Boxing vs MMA - Part 1
Goal
Compare and contrast top ranked boxers against top ranked MMA fighters. This part will focus on Stance, Age and Record. The next part will dive deeper into strength of competition.
Data Collection
Used Selenium with Headless Chrome to scrape boxer stats from https://boxrec.com/en/ratings and used MMA data I had already gathered. Put into two Pandas dataframes with features:
column_names = ['Weightclass', 'Name', 'Age', 'Stance', 'Wins', 'Losses', 'Draws', 'Link']
boxersDF = pd.DataFrame(columns = column_names)
mmaDF = pd.DataFrame(columns = column_names)
"Weightclass" - String - What weight the fighter was competes at
"Name" - String - Name of the fighter
"Age" - Int - Age of the fighter in years
"Stance" - [‘southpaw’, ‘orthodox’] - Which foot/hand the fighter leads with
"Wins" - Int - Number of wins the fighter has accumulated
"Losses" - Int - Number of losses the fighter has accumulated
"Draws" - Int - Number of draws the fighter has accumulated
"Link" - String - For future processing. Links to the fighters Tapology / Box Rec page where their strength of competition may be analized
Results
Comparison of Stances between MMA & Boxing

Boxing seems to have a bit more a proclivity towards southpaw fighters but, at 31% probability of the same means, there’s not strong enough evidence to confirm. Let’s take a closer look by breaking down the distribution by weight class:

MMA has an outlier in the welterweight division where 9/16 of the fighters in the sample are southpaws. If we take this division out as well as the boxing division with the most southpaws (featherweight) we get:

With the outliers removed there’s a 7.3% chance these datasets have the mean. Still a larger sample size should be taken for an affirmative answer. It would also be interesting to explore if the welterweight division remains an outlier or if this was just a chance sampling.
Comparison of age between MMA & Boxing
print("MMA Normality Test: " + str(stats.normaltest(mmaDF['Age']).pvalue))
print("Boxing Normality Test: " + str(stats.normaltest(boxersDF['Age']).pvalue))
print("Probability of equal variance: " + str(stats.levene(mmaDF['Age'], boxersDF['Age']).pvalue))
MMA Normality Test: 0.03781844203980707
Boxing Normality Test: 0.48667341957628285
Probability of equal variance: 0.9556934435227888
The normal test, as it often does, failed for MMA fighters but inspecting the curves reveals that both data sets have somewhat normal shapes.

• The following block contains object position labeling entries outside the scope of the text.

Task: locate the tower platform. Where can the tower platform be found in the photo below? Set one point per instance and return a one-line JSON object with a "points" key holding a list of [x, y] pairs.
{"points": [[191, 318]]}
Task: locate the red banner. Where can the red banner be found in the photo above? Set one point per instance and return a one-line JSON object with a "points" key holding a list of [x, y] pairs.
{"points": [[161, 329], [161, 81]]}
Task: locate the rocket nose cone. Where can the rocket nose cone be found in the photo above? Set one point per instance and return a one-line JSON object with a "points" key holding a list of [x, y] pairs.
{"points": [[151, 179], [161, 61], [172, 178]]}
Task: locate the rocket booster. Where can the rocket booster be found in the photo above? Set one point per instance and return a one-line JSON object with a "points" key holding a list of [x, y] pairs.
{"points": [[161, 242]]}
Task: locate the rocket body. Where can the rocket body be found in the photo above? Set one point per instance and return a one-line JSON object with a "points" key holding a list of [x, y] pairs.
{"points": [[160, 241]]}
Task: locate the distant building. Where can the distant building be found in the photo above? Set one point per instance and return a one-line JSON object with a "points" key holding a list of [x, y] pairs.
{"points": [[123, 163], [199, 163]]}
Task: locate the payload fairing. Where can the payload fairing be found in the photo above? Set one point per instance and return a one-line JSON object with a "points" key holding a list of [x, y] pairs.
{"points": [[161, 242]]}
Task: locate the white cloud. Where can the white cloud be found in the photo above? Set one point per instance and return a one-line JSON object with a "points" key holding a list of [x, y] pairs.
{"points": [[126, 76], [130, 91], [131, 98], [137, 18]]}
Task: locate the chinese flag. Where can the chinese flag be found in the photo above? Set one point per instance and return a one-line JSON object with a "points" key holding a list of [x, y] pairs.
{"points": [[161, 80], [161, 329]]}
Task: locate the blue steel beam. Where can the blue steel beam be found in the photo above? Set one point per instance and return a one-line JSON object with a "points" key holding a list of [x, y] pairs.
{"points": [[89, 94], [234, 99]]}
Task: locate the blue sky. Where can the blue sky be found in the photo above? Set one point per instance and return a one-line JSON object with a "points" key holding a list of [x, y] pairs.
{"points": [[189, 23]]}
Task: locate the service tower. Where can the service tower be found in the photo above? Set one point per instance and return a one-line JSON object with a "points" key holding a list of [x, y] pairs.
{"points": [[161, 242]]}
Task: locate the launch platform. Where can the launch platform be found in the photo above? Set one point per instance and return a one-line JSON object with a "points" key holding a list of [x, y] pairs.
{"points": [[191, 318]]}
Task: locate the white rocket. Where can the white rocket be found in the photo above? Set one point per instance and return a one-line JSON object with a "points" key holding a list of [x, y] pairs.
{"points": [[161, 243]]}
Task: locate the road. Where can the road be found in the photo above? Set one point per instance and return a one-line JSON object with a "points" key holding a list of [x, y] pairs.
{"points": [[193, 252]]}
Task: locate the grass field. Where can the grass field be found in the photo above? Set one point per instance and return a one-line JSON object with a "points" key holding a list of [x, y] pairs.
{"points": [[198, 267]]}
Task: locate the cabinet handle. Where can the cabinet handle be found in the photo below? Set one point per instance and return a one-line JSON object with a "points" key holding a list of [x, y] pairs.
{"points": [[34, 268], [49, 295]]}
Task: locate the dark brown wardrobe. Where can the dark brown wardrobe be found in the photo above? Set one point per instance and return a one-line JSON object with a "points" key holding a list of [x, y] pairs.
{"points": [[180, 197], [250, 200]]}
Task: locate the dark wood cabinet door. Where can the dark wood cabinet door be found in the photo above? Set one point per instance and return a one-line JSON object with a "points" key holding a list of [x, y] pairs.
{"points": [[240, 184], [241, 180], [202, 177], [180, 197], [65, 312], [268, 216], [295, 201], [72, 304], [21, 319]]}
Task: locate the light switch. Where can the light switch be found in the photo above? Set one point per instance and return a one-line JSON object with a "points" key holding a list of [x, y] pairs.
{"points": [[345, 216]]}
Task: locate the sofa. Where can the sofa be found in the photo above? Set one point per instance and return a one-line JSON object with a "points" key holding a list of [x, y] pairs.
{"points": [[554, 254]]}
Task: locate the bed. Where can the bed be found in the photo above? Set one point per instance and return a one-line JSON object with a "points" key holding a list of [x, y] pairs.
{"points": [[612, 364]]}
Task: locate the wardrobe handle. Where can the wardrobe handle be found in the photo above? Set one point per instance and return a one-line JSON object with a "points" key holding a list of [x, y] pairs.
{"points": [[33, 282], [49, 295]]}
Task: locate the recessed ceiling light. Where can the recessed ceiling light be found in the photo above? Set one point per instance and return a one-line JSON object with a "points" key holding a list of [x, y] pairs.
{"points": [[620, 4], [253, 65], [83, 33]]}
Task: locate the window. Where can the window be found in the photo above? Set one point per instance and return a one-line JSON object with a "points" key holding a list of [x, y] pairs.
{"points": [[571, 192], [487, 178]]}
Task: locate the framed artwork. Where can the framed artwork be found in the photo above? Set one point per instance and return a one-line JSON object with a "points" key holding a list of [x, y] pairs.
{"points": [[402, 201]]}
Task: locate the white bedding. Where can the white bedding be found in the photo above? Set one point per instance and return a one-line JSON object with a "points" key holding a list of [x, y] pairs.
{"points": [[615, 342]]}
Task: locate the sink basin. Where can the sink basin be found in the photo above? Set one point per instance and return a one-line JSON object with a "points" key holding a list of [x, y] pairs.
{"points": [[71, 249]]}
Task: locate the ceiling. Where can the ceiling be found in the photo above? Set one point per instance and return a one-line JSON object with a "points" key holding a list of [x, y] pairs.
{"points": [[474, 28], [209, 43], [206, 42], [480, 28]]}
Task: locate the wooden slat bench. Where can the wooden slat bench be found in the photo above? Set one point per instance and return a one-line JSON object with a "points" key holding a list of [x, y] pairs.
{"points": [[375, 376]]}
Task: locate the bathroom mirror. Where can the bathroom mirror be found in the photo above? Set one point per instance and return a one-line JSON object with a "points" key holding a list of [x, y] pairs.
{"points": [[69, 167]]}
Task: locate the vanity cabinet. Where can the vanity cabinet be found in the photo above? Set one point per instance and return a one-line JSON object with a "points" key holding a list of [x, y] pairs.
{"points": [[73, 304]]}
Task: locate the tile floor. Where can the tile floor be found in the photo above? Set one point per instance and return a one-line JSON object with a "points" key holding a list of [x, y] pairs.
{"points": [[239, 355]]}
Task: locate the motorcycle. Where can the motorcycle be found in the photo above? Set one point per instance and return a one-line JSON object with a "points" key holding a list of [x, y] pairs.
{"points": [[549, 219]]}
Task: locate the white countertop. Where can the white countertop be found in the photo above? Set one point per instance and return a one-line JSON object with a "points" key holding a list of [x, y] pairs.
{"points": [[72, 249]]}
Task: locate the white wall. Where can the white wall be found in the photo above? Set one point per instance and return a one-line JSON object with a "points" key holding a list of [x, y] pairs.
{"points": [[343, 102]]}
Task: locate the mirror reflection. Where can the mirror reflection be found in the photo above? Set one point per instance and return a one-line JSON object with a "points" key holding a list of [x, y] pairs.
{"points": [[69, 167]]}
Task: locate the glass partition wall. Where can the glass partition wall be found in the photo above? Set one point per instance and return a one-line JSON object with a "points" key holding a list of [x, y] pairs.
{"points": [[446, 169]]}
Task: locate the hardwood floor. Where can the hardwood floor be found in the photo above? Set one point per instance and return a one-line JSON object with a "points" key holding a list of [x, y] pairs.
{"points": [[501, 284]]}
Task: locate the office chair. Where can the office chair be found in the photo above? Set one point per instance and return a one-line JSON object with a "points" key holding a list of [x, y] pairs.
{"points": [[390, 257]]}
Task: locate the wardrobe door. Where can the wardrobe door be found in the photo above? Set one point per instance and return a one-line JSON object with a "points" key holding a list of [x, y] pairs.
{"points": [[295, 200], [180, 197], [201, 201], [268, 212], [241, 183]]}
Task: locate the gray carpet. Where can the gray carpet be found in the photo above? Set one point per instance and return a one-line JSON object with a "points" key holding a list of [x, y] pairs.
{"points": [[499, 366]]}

print("MMA mean: " + str(mmaDF['Age'].mean()))
print("Boxing mean: " + str(boxersDF['Age'].mean()))
print("Probability of equal means: " + str(stats.ttest_ind(mmaDF['Age'], boxersDF['Age']).pvalue))
MMA mean: 31.80314960629921
Boxing mean: 29.909774436090224
Probability of equal means: 4.56981195468321e-05
Top boxers are around two years younger than their MMA counterparts. This aligns with my intuition. Young boxers such as Ryan Garcia (21), Davin Haney (21), and Vergil Ortiz Jr. (22) are already prime to contend in their divisions. It is very rare to see a fighter this age in the UFC, let alone ranked. Most at this age probably only have a handful of fights.
Comparison of fight numbers between MMA & Boxing
Total Fights
The data is a little less normal here but the distributions are similarly shaped and it’s clear that the average boxer has more fights than the average MMA fighter. This is more revealing when you consider the age discrepancy described above. I’d need additional data to shed more light on it but I expect boxers are starting earlier and packing in a ton of fights in their early careers. Once guys hit the elite level, i.e the ones chosen for this survey, 2 fights a year is the standard convention.

Win Ratio

These distributions could not be more distinct and seem to echo the common sentiment that the best don’t fight the best in boxing. A more in depth breakdown of this will be presented in the next article.